Este outro coração, alem de estranho e quebrado, ainda era cego, e tolo, e de tão cego e tolo, desconhecia até sua própria existência, e assim, jamais se sentia sozinho. Embora, considerando agora o pecado do meu exagero ao dizer a proibida sentença do “jamais”, retifico-me. Sentia-se vazio e sozinho sim, nos momentos em que todas as muitas coisas e pessoas que o cercavam tinham sua sagrada pausa e se ausentavam de todo o mundo externo para voltarem-se para si mesmos, no descanso que todas as maquinas burocráticas e sem coração precisam. (Vulgo, Noite de Domingo.)
Nesses momentos de solidão, sentia-se como abandonado num quarto escuro, enquanto todos iam fazer uma coisa da qual ele não era capaz, como dormir, e assim, achava-se incapaz, e inferior a todo o resto, e quando isso acontecia, sua temperatura diminuía ainda mais, pois assim como todo o coração, até mesmo os quebrados, ele tinha uma chama que queimava em si, porem sua chama era fraca e gelada, sendo assim era, quase a todo instante, um coração frio.

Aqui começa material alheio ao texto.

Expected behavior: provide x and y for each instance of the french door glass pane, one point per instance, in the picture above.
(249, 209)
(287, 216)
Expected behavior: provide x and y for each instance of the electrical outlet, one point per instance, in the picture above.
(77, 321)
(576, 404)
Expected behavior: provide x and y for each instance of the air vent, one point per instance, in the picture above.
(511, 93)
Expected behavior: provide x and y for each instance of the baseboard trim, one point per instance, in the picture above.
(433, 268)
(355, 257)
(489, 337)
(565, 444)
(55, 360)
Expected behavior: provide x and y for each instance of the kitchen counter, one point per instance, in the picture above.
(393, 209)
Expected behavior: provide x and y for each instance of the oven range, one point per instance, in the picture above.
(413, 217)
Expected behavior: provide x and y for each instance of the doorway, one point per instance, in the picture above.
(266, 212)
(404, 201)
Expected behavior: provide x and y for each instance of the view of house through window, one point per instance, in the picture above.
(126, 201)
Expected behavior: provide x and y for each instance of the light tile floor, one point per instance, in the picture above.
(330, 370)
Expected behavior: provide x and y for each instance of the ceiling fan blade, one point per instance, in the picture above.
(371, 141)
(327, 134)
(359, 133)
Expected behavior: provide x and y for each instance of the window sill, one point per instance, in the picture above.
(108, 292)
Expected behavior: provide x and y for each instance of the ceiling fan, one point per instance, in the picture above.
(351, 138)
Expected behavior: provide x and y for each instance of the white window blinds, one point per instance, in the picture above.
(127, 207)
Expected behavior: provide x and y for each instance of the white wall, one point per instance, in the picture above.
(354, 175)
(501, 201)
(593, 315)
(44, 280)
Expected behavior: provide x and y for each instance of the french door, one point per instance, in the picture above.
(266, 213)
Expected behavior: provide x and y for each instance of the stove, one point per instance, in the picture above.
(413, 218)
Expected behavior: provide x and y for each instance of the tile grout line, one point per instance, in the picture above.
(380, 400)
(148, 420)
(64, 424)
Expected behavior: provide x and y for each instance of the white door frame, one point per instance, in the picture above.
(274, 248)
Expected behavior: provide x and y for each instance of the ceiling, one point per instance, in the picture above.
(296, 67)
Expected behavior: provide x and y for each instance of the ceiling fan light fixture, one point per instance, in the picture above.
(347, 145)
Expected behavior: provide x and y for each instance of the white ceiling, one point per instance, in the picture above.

Por ser frio, e por corações terem uma quase inexplicável e extrema dificuldade em sobreviverem no frio, ele fazia de tudo para estar rodeado pelas pessoas e coisas, e assim pegar um pouco do calor que estes autômatos dissipavam com suas resistências e atritos.

Overdose

Agora tudo parece bem, as crianças com queimaduras de cigarros, e você sonhando com carros rápidos, homens rápidos, e trens vazios. Mas agora você está automedicada, poderia dormir com o cachorro, poderia ver o mundo acabar, mas está tudo bem, com a pílula branca que te faz sentir bem no estomago, e o vinho na mão. Até a musica detestável parece suave, todos estão asfixiando, e tudo brilha com gliter, todos morrem com apenas um tiro, mas assim não tem graça, as crianças com queimaduras de cigarros, e você com a certeza que dormiu com o melhor. As luzes bonitas e legais fazem você aprender e acreditar que está tudo certo, trens vazios e o mundo rápido. Uma batida boa, uma roupa cara, o corpo vai pra lá, e pro outro lado, mas não se tem certeza, as crianças devem estar felizes, todos nos divertimos tanto. Chamem mais luzes, o sofá está cheio, e tem cheiro estranho, nele tem alguém deitado, nele tem convulsões, dá pra sentir mãos por todo o corpo, e gemidos estranhos, todos devem estar tão felizes, mesmo mão pequenas, mãos queimadas, calejadas, mas a pílula branca concerta tudo, todos aprendemos bem, é um caminho livre pra nós. Somos felizes agora, e não gostamos de lembrar do ontem, nem do hoje, por isso bebamos e comamos e inalamos e amamos e dançamos e sejamos rápidos, tomemos pílulas brancas, ou mesmo amarelas, douradas, de todas as cores, muitas pílulas coloridas, doces, salgadas, amargas, nem sentimos mais o gosto. Nem sentimos mais nós mesmos, somos assim, agora amanha e sempre, mas não por muito tempo, pois perdi meu relógio e juízo. Correntes brilhantes, anéis de brilhantes não estão tão longe, na falta de um namorado perfeito temos vários. Os moveis atrapalham a dança, então disputamos o espaço, dançamos melhor que todos, em baixo, no alto, no sofá, no chão, com mãos ou sem, aplausos são bons, gritos devem ser melhores. A paixão no choro de todos é boa demais, os olhos viram por demais. Mentem verdadeiramente pra mim, cada um vê como quer, e os últimos momentos são gostosos mesmo quando não se sabe disso. Então engasgar com a própria língua é tão excitante, é tão excitante mesmo pra quem é tão exigente, e um beijo pra escola da vida e pros reis e filhos do meu peito. E uma boa desculpa pra me confundir com alguém, pra me confundir a mim mesma com alguém qualquer, pra nem mais saber como nunca, como não saber que sou eu.